Je vous propose de brosser un bref portrait de ma région, suivi de quelques réflexions entourant les enjeux régionaux, personnels comme collectifs.

Le trésor méconnu du Québec

Cette expression, que j’ai entendue à plusieurs reprises, est bien représentative du Témiscamingue. J’en cite une autre (histoire d’aborder la question comme il se doit) dite par notre députée de Rouyn-Noranda-Témiscamingue, Émilise Lessard-Therrien, lors de son élection en octobre 2018 : « On peut sortir la fille du Témiscamingue, mais on ne sort pas le Témis de la fille! (2) ».

Crédit photo : Tourisme Témiscamingue

Crédit photo : Tourisme Témiscamingue

Parce que cette région de 19 744 km2, soit 19 fois la superficie de l’île de Montréal, regorgeant de 7500 rivières et lacs, pour une population d’environ 16 000 habitants répartis en plus d’une vingtaine de municipalités et quatre communautés de la nation algonquine Anishinabeg*, est sans conteste un détour inoubliable (3)! La villégiature, la chasse, la pêche, la visite de musées (4), le plein-air, le tourisme culinaire, ou encore la visite du plus récent parc Opémican de la Sépaq, ne sont que quelques exemples parmi tant d’activités et de possibilités lors d’un séjour en région (5). 

J’ai manifestement encore un parti pris et un grand attachement pour les municipalités de Lorrainville et de Rémigny, d’une part le village d’origine de mon père, ma sœur et moi et, d’autre part, celui de ma mère. Du côté maternel de ma famille, mes grands-parents y sont arrivés en tant que colonisateurs, originaires de la région de Lanaudière, pour avoir une vie meilleure face aux conditions arides de la grande crise de 1929 (6). Je suis conscient qu’eux aussi devaient avoir l’impression d’être déracinés de leur milieu par moments, même s’ils ont fait du Témis leur maison, à la force de leurs bras et de leur cœur. 

Partir ou rester?

La plupart des jeunes traversent cette épreuve un jour ou l’autre. Beaucoup entament des études à l’extérieur et y reviennent après quelques années, d’autres restent dans les grands centres urbains, souvent à cause de leur emploi.

D’un point de vue personnel, mes intérêts juridiques et d’emploi penchent plus pour la décision de rester en ville. Malgré tout, cette décision est la suite d’un long processus de questionnements et de doutes. Ce n’est pas simple d’opposer ses intérêts avec son attachement pour son milieu de vie. J’ai l’impression que ce dilemme identitaire nous suit longtemps, même si le bonheur et l’épanouissement n’est pas exclusif à quelque endroit que ce soit (6).

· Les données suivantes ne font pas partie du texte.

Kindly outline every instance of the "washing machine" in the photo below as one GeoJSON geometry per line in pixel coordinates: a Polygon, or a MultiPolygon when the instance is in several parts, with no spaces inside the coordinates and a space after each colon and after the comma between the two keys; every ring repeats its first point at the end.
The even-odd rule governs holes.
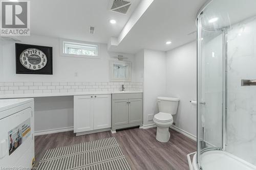
{"type": "Polygon", "coordinates": [[[34,163],[34,99],[0,100],[0,169],[34,163]]]}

Crédit photo : France Vallée

Crédit photo : France Vallée

Autonomie régionale

Dans les années 60, les disparités économiques entre les centres urbains et les régions du nord québécois sont telles que des représentants de l’Abitibi-Témiscamingue et du Nord-Est de l’Ontario font campagne sur l’idée de la création d’une 11e province (8). En pleine montée de la tension politique suivant les attentats du Front de libération du Québec (FLQ), la Gendarmerie royale canadienne (GRC) enquête même sur ce projet sécessionniste, qui se veut plus régionaliste que nationaliste. 

Cette situation est emblématique du contexte actuel – projet de sécession en moins – quant à l’autonomie régionale. L’administration est grandement centralisée, les sphères décisionnelles avec elle dans bien des cas. Toutefois, le Québec est une immense province, par conséquent la réalité de ses régions n’est pas la même partout. 

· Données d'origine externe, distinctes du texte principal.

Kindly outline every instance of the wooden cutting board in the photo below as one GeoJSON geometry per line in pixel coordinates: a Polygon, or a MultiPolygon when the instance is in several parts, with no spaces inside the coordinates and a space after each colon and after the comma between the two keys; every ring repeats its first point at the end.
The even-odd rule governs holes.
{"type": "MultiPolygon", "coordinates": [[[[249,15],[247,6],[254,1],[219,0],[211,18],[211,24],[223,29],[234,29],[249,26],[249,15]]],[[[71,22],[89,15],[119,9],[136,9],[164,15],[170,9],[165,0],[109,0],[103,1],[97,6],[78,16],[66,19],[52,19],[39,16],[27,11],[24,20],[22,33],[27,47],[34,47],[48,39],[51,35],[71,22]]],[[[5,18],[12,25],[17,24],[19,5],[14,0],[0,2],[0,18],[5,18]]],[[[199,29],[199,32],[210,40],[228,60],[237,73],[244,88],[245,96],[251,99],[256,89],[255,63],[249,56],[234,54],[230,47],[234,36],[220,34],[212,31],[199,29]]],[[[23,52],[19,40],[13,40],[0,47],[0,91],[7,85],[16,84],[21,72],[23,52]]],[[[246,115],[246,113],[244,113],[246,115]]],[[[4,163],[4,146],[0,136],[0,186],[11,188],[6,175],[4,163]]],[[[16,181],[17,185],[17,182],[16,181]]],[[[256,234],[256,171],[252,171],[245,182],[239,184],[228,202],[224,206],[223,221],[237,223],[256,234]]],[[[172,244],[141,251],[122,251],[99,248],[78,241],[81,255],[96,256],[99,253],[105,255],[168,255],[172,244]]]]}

Et si les « régions », selon une volonté de décentralisation, avaient plus de pouvoir décisionnel, afin de favoriser une prise de décision locale? Au temps de la prise de conscience du « consommer local », de la solidarité pour nos concitoyens, entrepreneur(e)s, professionnel(le)s, artisans, visionnaires du monde de demain… la question se pose.

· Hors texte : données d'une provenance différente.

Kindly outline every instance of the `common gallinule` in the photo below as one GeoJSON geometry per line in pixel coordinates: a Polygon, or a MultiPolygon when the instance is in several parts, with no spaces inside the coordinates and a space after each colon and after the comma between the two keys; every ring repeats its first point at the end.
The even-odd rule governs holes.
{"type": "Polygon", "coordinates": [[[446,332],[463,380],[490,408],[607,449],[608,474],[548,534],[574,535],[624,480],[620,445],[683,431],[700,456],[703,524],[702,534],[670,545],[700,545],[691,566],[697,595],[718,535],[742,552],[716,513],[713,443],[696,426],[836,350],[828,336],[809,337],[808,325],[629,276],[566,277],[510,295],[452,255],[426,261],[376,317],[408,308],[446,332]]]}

Par ailleurs, plus le citoyen est près de l’instance décisionnelle, moins il y a logiquement de chance de voir le cynisme prendre d’assaut la société…

En guise de conclusion

Peut-être que vous aurez remarqué que j’utilise souvent le « nous » en parlant de ma région natale. C’est que, même si je n’y habite plus, et même si je n’y retournerai pas comme visiteur avant quelque temps, contexte sanitaire oblige et mes parents n’y résidant plus, je m’y sentirai toujours chez moi. Parce qu’au final, ce n’est pas un contexte géographique actuel qui nous définit, c’est bien plus que cela. Et je serai toujours immensément fier de revendiquer mon appartenance au Témis.

Notes

* Une première version de cet article ne mentionnait pas l’existence des membres des Premières Nations présents sur le territoire. L’équipe de rédaction du Verdict s’en excuse.

[1] Je m’inspire ici de l’intervention de notre préfète sur la place publique à la suite d’un article de La Presse parue en décembre dernier. Bien que cet article fît part de la résilience des gens de la région de l’Abitibi-Témiscamingue face à la Covid-19, le Témiscamingue n’y était point mentionné. C’est d’exclure par défaut un tiers du territoire d’une réalité qui se veut représentative… Je vous laisse lire le nouveau titre de l’article. Suzanne Colpron, « Abitibi : le village gaulois », La Presse+, sect. ACTUALITÉS (5 décembre 2020), en ligne : <https://plus.lapresse.ca/screens/c4461027-5fcb-4307-a665-29cdce642321__7C___0.html> (consulté le 2 avril 2021).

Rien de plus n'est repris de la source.